# Some Very Futuristic Guns



## THE BIG EVIL (Sep 15, 2004)

I will just link this stuff hear tell me what you think ?http://www.amazing1.com/ion-gun.htm

http://www.amazing1.com/burning-lasers.htm

http://www.amazing1.com/electric-guns.htm

http://www.amazing1.com/ultra.htm


I want the* lazer* but bet I will just get the Ion Ray Gun & Coil Gun Pistol due to cash.


----------



## Mark Weiser (Sep 15, 2004)

I would not count out his ideas.

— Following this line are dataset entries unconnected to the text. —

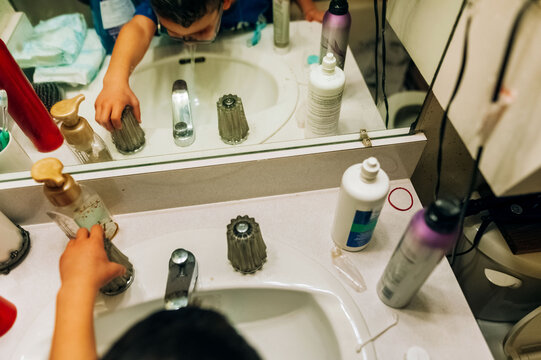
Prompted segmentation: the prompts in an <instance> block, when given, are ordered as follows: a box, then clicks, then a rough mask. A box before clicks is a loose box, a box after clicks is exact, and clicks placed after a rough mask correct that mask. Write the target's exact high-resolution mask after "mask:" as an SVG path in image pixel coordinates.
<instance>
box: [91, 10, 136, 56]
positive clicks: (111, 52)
mask: <svg viewBox="0 0 541 360" xmlns="http://www.w3.org/2000/svg"><path fill="white" fill-rule="evenodd" d="M90 8H91V9H92V20H93V21H94V28H95V29H96V32H97V33H98V35H99V36H100V39H101V43H102V45H103V47H104V48H105V51H106V52H107V54H111V53H112V52H113V48H114V46H115V41H116V38H117V37H118V34H119V33H120V29H121V28H122V26H123V25H124V24H125V23H127V22H128V21H130V20H131V18H132V17H133V15H134V14H135V6H134V3H133V2H132V1H131V0H91V1H90Z"/></svg>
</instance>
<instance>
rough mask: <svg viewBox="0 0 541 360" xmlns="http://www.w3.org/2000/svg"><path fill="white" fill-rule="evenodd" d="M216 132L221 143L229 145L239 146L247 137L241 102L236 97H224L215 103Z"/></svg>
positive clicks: (247, 126) (223, 96) (237, 96)
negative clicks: (216, 107) (236, 144)
mask: <svg viewBox="0 0 541 360" xmlns="http://www.w3.org/2000/svg"><path fill="white" fill-rule="evenodd" d="M216 107H217V109H218V130H219V132H220V137H221V138H222V141H223V142H224V143H226V144H229V145H235V144H240V143H241V142H243V141H244V140H246V138H247V137H248V131H249V127H248V122H247V121H246V115H244V108H243V106H242V100H241V99H240V98H239V97H238V96H237V95H232V94H228V95H224V96H222V97H221V98H220V99H219V100H218V102H217V103H216Z"/></svg>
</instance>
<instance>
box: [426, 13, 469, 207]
mask: <svg viewBox="0 0 541 360" xmlns="http://www.w3.org/2000/svg"><path fill="white" fill-rule="evenodd" d="M471 20H472V18H471V15H470V16H468V20H467V21H466V29H465V30H464V44H463V47H462V62H461V64H460V70H459V71H458V77H457V79H456V83H455V88H454V89H453V92H452V93H451V97H450V98H449V102H448V103H447V106H446V107H445V111H444V112H443V115H442V117H441V123H440V136H439V144H438V155H437V162H436V186H435V188H434V200H436V199H437V198H438V196H439V193H440V183H441V166H442V162H443V139H444V137H445V129H446V126H447V116H448V114H449V109H450V108H451V104H452V103H453V101H454V100H455V97H456V94H457V93H458V89H459V88H460V84H461V83H462V79H463V78H464V72H465V70H466V63H467V61H468V43H469V37H470V27H471Z"/></svg>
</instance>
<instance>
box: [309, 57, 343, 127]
mask: <svg viewBox="0 0 541 360" xmlns="http://www.w3.org/2000/svg"><path fill="white" fill-rule="evenodd" d="M345 83H346V77H345V75H344V71H343V70H342V69H340V68H339V67H337V66H336V58H335V57H334V55H333V54H332V53H327V55H326V56H325V57H324V58H323V61H322V62H321V65H319V66H317V67H314V68H313V69H312V71H311V72H310V79H309V83H308V101H307V109H306V110H307V118H306V120H307V121H306V123H307V126H306V127H307V130H308V131H310V132H311V134H313V135H320V136H321V135H335V134H336V133H337V132H338V119H339V118H340V107H341V106H342V93H343V92H344V86H345Z"/></svg>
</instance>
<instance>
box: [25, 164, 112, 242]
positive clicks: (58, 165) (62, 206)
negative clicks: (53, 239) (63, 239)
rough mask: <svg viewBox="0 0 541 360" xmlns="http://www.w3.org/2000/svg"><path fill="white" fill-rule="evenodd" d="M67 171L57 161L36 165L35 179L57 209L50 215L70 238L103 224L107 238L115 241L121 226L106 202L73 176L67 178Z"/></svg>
mask: <svg viewBox="0 0 541 360" xmlns="http://www.w3.org/2000/svg"><path fill="white" fill-rule="evenodd" d="M63 168H64V165H63V164H62V162H60V160H58V159H56V158H44V159H41V160H38V161H36V162H35V163H34V165H32V170H31V171H30V174H31V175H32V178H33V179H34V180H35V181H37V182H39V183H44V185H45V186H44V187H43V193H44V194H45V196H46V197H47V199H48V200H49V201H50V202H51V204H53V205H54V207H55V211H48V212H47V215H49V217H50V218H51V219H52V220H53V221H55V222H56V223H57V225H58V226H59V227H60V228H61V229H62V230H63V231H64V233H65V234H66V236H67V237H69V238H74V237H75V235H76V234H77V230H78V229H79V227H86V228H87V229H88V230H90V228H91V227H92V226H93V225H95V224H100V225H101V226H102V227H103V230H104V232H105V237H107V238H109V239H112V238H113V237H114V236H115V234H116V232H117V230H118V225H117V224H116V223H115V222H114V221H113V219H112V216H111V213H110V212H109V210H108V209H107V207H106V206H105V203H104V202H103V200H102V199H101V198H100V196H99V195H98V194H97V193H96V192H95V191H94V190H93V189H92V188H89V187H87V186H84V185H81V184H79V183H77V182H76V181H75V180H74V179H73V177H71V175H70V174H63V173H62V169H63Z"/></svg>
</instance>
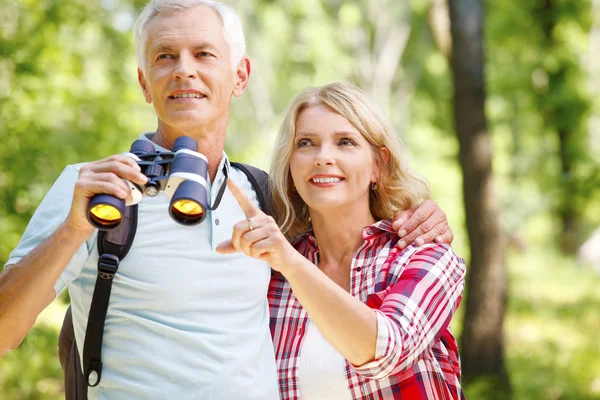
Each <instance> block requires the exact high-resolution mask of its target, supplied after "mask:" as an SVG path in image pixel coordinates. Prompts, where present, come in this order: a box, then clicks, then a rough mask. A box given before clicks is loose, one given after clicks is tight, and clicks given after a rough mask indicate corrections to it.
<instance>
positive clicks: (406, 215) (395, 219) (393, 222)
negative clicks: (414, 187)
mask: <svg viewBox="0 0 600 400" xmlns="http://www.w3.org/2000/svg"><path fill="white" fill-rule="evenodd" d="M416 209H417V207H416V206H415V207H413V208H409V209H408V210H399V211H396V214H395V215H394V220H393V221H392V229H393V230H395V231H396V232H398V231H399V230H400V227H401V226H402V225H403V224H404V223H405V222H406V221H408V219H409V218H410V217H411V215H413V213H414V212H415V210H416Z"/></svg>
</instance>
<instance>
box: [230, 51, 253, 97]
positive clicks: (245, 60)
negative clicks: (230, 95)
mask: <svg viewBox="0 0 600 400" xmlns="http://www.w3.org/2000/svg"><path fill="white" fill-rule="evenodd" d="M251 71H252V66H251V65H250V59H249V58H248V57H244V58H242V61H240V63H239V64H238V67H237V70H236V71H235V85H234V86H233V95H234V96H235V97H240V96H241V95H242V93H244V91H245V90H246V87H247V86H248V81H249V80H250V72H251Z"/></svg>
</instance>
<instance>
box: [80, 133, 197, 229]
mask: <svg viewBox="0 0 600 400" xmlns="http://www.w3.org/2000/svg"><path fill="white" fill-rule="evenodd" d="M197 150H198V143H196V141H195V140H194V139H192V138H190V137H187V136H181V137H178V138H177V139H176V140H175V143H174V144H173V151H169V152H160V151H156V150H155V148H154V145H153V144H152V143H151V142H150V141H148V140H136V141H135V142H133V144H132V145H131V150H130V151H129V153H128V154H127V156H129V157H131V158H133V159H134V160H135V161H136V162H137V164H138V165H139V166H140V167H141V169H142V173H143V174H144V175H146V176H147V177H148V182H147V183H146V184H145V185H143V187H142V186H139V185H137V184H134V183H132V182H130V181H128V180H125V182H126V183H127V184H128V185H129V188H130V189H131V197H132V200H131V201H130V202H125V200H122V199H119V198H117V197H115V196H112V195H109V194H96V195H94V196H92V198H91V199H90V202H89V204H88V210H87V217H88V220H89V221H90V223H91V224H92V225H93V226H94V227H95V228H97V229H100V230H109V229H114V228H116V227H117V226H119V224H120V223H121V221H122V219H123V216H124V214H125V207H127V206H131V205H134V204H137V203H139V202H140V201H141V200H142V197H143V195H144V194H145V195H147V196H151V197H154V196H156V195H157V194H158V193H159V192H160V191H161V190H164V192H165V194H166V196H167V197H168V198H170V199H171V201H170V203H169V215H171V218H173V219H174V220H175V221H177V222H179V223H180V224H182V225H196V224H199V223H201V222H202V221H204V218H205V217H206V210H207V209H208V195H207V192H208V191H207V178H208V160H207V159H206V157H205V156H204V155H203V154H201V153H198V152H197Z"/></svg>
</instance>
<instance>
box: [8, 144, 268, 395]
mask: <svg viewBox="0 0 600 400" xmlns="http://www.w3.org/2000/svg"><path fill="white" fill-rule="evenodd" d="M142 139H147V138H146V137H145V136H142ZM163 150H164V149H163ZM224 163H228V160H227V156H226V155H225V154H223V158H222V160H221V165H220V166H219V169H218V171H219V172H218V174H217V176H216V178H215V181H214V183H213V185H211V184H210V182H208V186H209V187H208V196H209V201H210V204H212V202H213V200H212V199H214V198H215V197H216V194H217V192H218V190H219V189H220V187H221V185H222V184H223V182H224V176H223V172H222V169H223V165H224ZM81 166H82V164H79V165H72V166H68V167H67V168H66V169H65V170H64V172H63V173H62V175H61V176H60V177H59V178H58V180H57V181H56V183H55V184H54V186H53V187H52V189H50V191H49V192H48V194H47V195H46V197H45V199H44V200H43V202H42V203H41V205H40V206H39V208H38V209H37V211H36V213H35V215H34V216H33V218H32V220H31V221H30V223H29V225H28V227H27V230H26V231H25V233H24V235H23V237H22V238H21V241H20V243H19V245H18V246H17V248H16V249H15V250H14V251H13V252H12V254H11V256H10V259H9V260H8V262H7V264H14V263H16V262H18V261H19V260H20V259H21V258H22V257H23V256H25V255H26V254H27V253H28V252H29V251H31V250H32V249H33V248H34V247H35V246H37V245H38V244H39V243H41V242H42V241H43V240H44V239H45V238H46V237H48V236H49V235H50V234H52V232H54V231H55V230H56V228H57V227H58V225H59V224H60V223H62V222H63V221H64V220H65V218H66V216H67V214H68V212H69V208H70V206H71V200H72V197H73V187H74V184H75V181H76V180H77V176H78V173H79V169H80V168H81ZM230 179H233V180H234V181H235V182H236V183H237V184H238V185H240V187H241V188H242V190H243V191H244V192H245V193H246V195H247V196H248V197H249V198H250V199H251V201H253V202H254V203H255V204H258V201H257V199H256V193H255V192H254V191H253V189H252V186H251V184H250V182H248V180H247V178H246V176H245V175H244V174H243V173H242V172H241V171H239V170H236V169H233V168H232V169H231V170H230ZM168 207H169V199H168V198H167V197H166V196H165V194H164V192H160V194H159V195H158V196H156V197H144V198H143V200H142V202H141V203H140V204H139V209H138V216H139V218H138V229H137V233H136V237H135V240H134V242H133V246H132V247H131V250H130V251H129V254H128V255H127V257H125V258H124V260H123V261H122V262H121V264H120V266H119V270H118V272H117V274H116V275H115V278H114V281H113V285H112V293H111V297H110V303H109V307H108V313H107V316H106V325H105V328H104V341H103V346H102V362H103V370H102V381H101V382H100V384H99V385H98V386H97V387H94V388H89V391H88V393H89V398H90V400H92V399H166V398H169V399H213V400H217V399H219V400H220V399H235V400H238V399H242V398H243V399H255V400H265V399H268V400H271V399H279V393H278V389H277V375H276V367H275V356H274V352H273V344H272V342H271V335H270V332H269V309H268V303H267V288H268V284H269V279H270V276H271V269H270V268H269V266H268V265H267V264H266V263H264V262H261V261H259V260H256V259H253V258H250V257H246V256H244V255H243V254H242V253H236V254H231V255H221V254H218V253H216V252H215V251H214V249H215V247H216V246H217V245H218V244H219V243H221V242H222V241H224V240H226V239H230V238H231V233H232V230H233V225H234V224H235V223H237V222H239V221H242V220H244V219H245V216H244V213H243V211H242V209H241V208H240V206H239V205H238V203H237V201H236V200H235V198H234V197H233V195H232V194H231V192H230V191H229V190H226V191H225V194H224V196H223V199H222V202H221V205H220V206H219V207H218V209H217V210H215V211H208V215H207V216H206V219H205V220H204V221H203V222H202V223H201V224H199V225H195V226H183V225H180V224H178V223H177V222H175V221H173V219H171V217H170V216H169V213H168ZM97 260H98V252H97V250H96V234H94V235H92V237H91V238H90V239H89V240H88V241H87V243H84V244H83V245H82V246H81V248H80V249H79V250H78V251H77V253H76V254H75V255H74V256H73V258H72V259H71V262H70V263H69V264H68V265H67V267H66V268H65V270H64V272H63V273H62V274H61V276H60V278H59V280H58V281H57V282H56V285H55V289H56V292H57V293H60V292H61V291H62V290H63V289H64V288H65V286H66V287H68V289H69V294H70V296H71V304H72V312H73V323H74V328H75V336H76V338H77V344H78V346H79V353H80V355H83V344H84V336H85V330H86V326H87V319H88V313H89V309H90V303H91V299H92V293H93V291H94V285H95V282H96V276H97Z"/></svg>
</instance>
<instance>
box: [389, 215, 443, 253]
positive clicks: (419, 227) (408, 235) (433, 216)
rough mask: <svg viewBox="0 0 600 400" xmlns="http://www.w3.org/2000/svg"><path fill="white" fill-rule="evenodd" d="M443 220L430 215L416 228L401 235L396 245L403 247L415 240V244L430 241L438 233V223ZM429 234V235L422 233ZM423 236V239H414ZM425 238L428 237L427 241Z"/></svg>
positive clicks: (424, 242) (420, 244) (436, 235)
mask: <svg viewBox="0 0 600 400" xmlns="http://www.w3.org/2000/svg"><path fill="white" fill-rule="evenodd" d="M443 222H444V221H441V220H438V219H437V218H436V215H435V214H434V215H432V216H431V217H430V218H429V219H427V220H426V221H424V222H423V223H421V224H420V225H419V226H418V227H417V229H415V230H413V231H412V232H410V233H408V234H407V235H406V236H403V237H402V239H401V240H400V241H399V242H398V247H400V248H401V249H403V248H405V247H406V246H408V245H409V244H411V243H412V242H415V244H416V245H417V246H422V245H423V244H425V243H429V242H432V241H433V240H434V239H435V237H436V236H437V235H439V234H440V232H441V230H439V229H438V225H439V224H441V223H443ZM430 233H432V234H431V237H429V236H427V237H424V235H428V234H430ZM421 236H423V241H416V240H417V238H420V237H421ZM425 239H429V240H428V241H424V240H425Z"/></svg>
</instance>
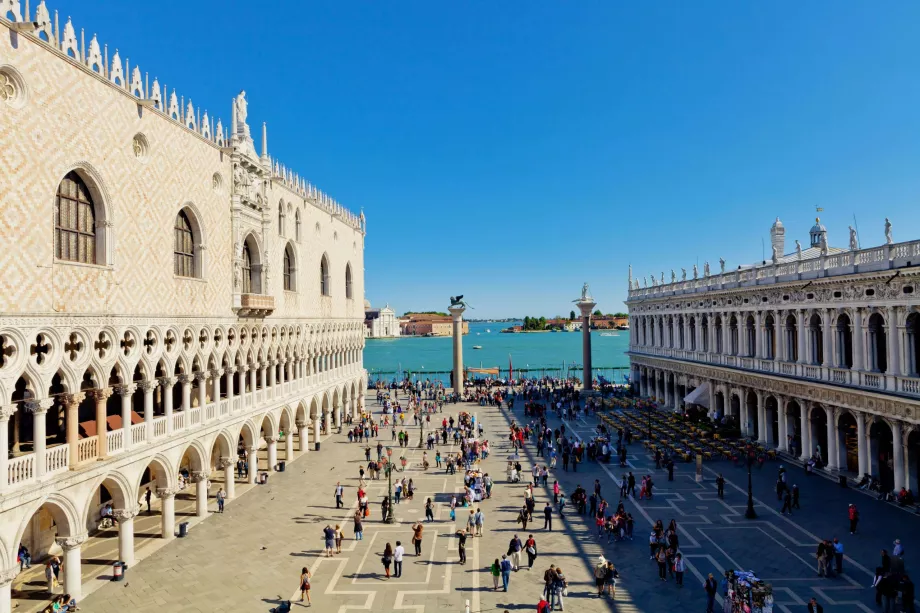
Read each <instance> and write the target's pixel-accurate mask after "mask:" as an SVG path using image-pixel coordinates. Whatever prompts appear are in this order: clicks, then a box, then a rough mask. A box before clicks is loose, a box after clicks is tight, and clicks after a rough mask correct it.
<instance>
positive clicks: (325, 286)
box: [319, 254, 331, 296]
mask: <svg viewBox="0 0 920 613" xmlns="http://www.w3.org/2000/svg"><path fill="white" fill-rule="evenodd" d="M329 285H330V283H329V260H328V259H327V258H326V256H325V254H324V255H323V257H322V259H321V260H320V262H319V289H320V293H321V294H322V295H323V296H329V295H330V292H331V288H330V287H329Z"/></svg>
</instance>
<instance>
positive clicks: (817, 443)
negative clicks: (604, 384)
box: [627, 219, 920, 493]
mask: <svg viewBox="0 0 920 613" xmlns="http://www.w3.org/2000/svg"><path fill="white" fill-rule="evenodd" d="M874 230H875V231H874V232H873V233H872V235H873V236H877V237H878V238H879V239H880V240H878V241H875V245H874V246H871V247H867V248H863V247H860V245H859V240H858V237H857V236H856V232H855V230H852V229H851V232H850V240H849V246H848V247H847V248H845V249H840V248H833V247H830V246H829V245H828V242H827V231H826V230H825V228H824V226H822V225H821V223H820V221H816V223H815V226H814V227H813V228H812V229H811V233H810V241H809V245H808V247H807V248H803V247H802V246H800V245H799V241H796V247H795V249H793V250H791V253H789V252H787V250H786V249H785V228H784V227H783V225H782V223H781V222H780V221H779V220H778V219H777V220H776V223H775V224H774V225H773V227H772V228H771V245H772V252H773V255H772V257H771V258H770V259H769V260H766V261H764V262H761V263H759V264H756V265H753V266H739V267H737V268H736V269H726V268H725V263H724V260H720V266H719V268H718V269H716V270H714V271H712V272H711V271H710V268H709V264H708V262H707V263H706V264H705V266H704V268H703V270H702V271H698V270H696V268H695V267H694V269H693V271H692V273H691V274H689V275H688V274H687V273H686V272H682V274H681V275H679V276H678V275H677V274H676V273H675V272H673V271H672V272H671V274H670V279H669V282H668V281H667V280H666V279H665V276H664V273H661V274H660V276H654V275H653V276H652V277H651V280H648V279H647V278H643V279H642V281H641V283H640V281H639V280H638V279H635V278H633V277H632V272H631V271H630V280H629V284H630V290H629V299H628V301H627V306H628V307H629V317H630V328H631V330H632V333H631V338H630V361H631V365H632V377H633V381H635V382H637V383H638V385H639V390H640V393H641V394H642V395H643V396H650V397H655V398H659V399H661V401H662V402H663V403H664V405H665V406H667V407H672V408H675V409H677V408H680V407H682V406H683V405H684V404H685V402H695V403H699V404H701V405H704V406H706V407H707V408H708V409H709V411H710V414H712V415H715V416H719V417H721V416H724V415H729V416H731V417H733V418H734V419H736V420H737V423H738V424H739V427H740V428H741V429H742V431H743V432H744V433H746V434H749V435H752V436H755V437H757V438H758V439H759V440H762V441H765V442H767V443H769V444H772V445H775V446H776V447H779V448H780V449H782V450H785V451H788V450H790V445H792V446H793V447H794V449H795V452H796V454H797V455H800V456H803V457H805V456H808V455H811V454H812V453H813V452H814V451H816V450H818V448H820V453H821V455H822V457H823V459H824V461H825V462H826V463H827V465H828V468H829V469H831V470H835V471H836V470H840V471H848V472H850V473H852V474H853V475H854V476H855V475H856V474H864V473H870V474H872V475H875V476H877V477H879V478H881V480H882V482H883V483H884V484H886V485H887V486H888V487H895V488H900V487H901V486H902V485H904V486H907V487H908V488H910V489H912V490H913V491H914V492H915V493H916V492H917V487H918V478H920V372H918V369H920V305H918V302H917V299H916V298H915V296H916V294H917V293H918V292H920V241H910V242H901V243H896V242H894V241H893V239H892V234H891V224H890V223H889V222H888V220H887V219H886V220H885V222H884V229H883V225H882V223H878V224H877V227H876V228H874ZM878 243H881V245H878Z"/></svg>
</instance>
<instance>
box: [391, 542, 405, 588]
mask: <svg viewBox="0 0 920 613" xmlns="http://www.w3.org/2000/svg"><path fill="white" fill-rule="evenodd" d="M405 553H406V550H405V549H404V548H403V546H402V541H396V549H394V550H393V575H394V576H395V577H396V578H397V579H399V578H400V577H402V557H403V555H404V554H405Z"/></svg>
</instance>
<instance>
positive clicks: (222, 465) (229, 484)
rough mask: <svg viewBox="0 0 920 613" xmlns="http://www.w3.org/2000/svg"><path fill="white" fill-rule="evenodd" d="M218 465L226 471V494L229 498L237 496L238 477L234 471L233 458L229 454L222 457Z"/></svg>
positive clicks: (224, 490)
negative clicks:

If he can invent these types of weapons on his farm just think what Washington is doing out at Area 51


----------



## Scout_379 (Sep 15, 2004)

Last I heard about magnetic connons was that they would be used on some new warship design.

ooo laser gun!

To the hardware store!


----------



## Mark Weiser (Sep 15, 2004)

I seem to recall a weapon called a PHASER? I wonder where I heard that one before? So what do you think Mr. Spock?


----------



## THE BIG EVIL (Sep 15, 2004)

Check out this site to http://www.powerlabs.org/index.html


----------



## Mark Weiser (Sep 15, 2004)

Blinks his eyes did he say He is working on a 1 MEGAWATT LASER? YIKES also if we invent a standard Electro Thermal   We could really throw the Kitchen sink at the enemey


----------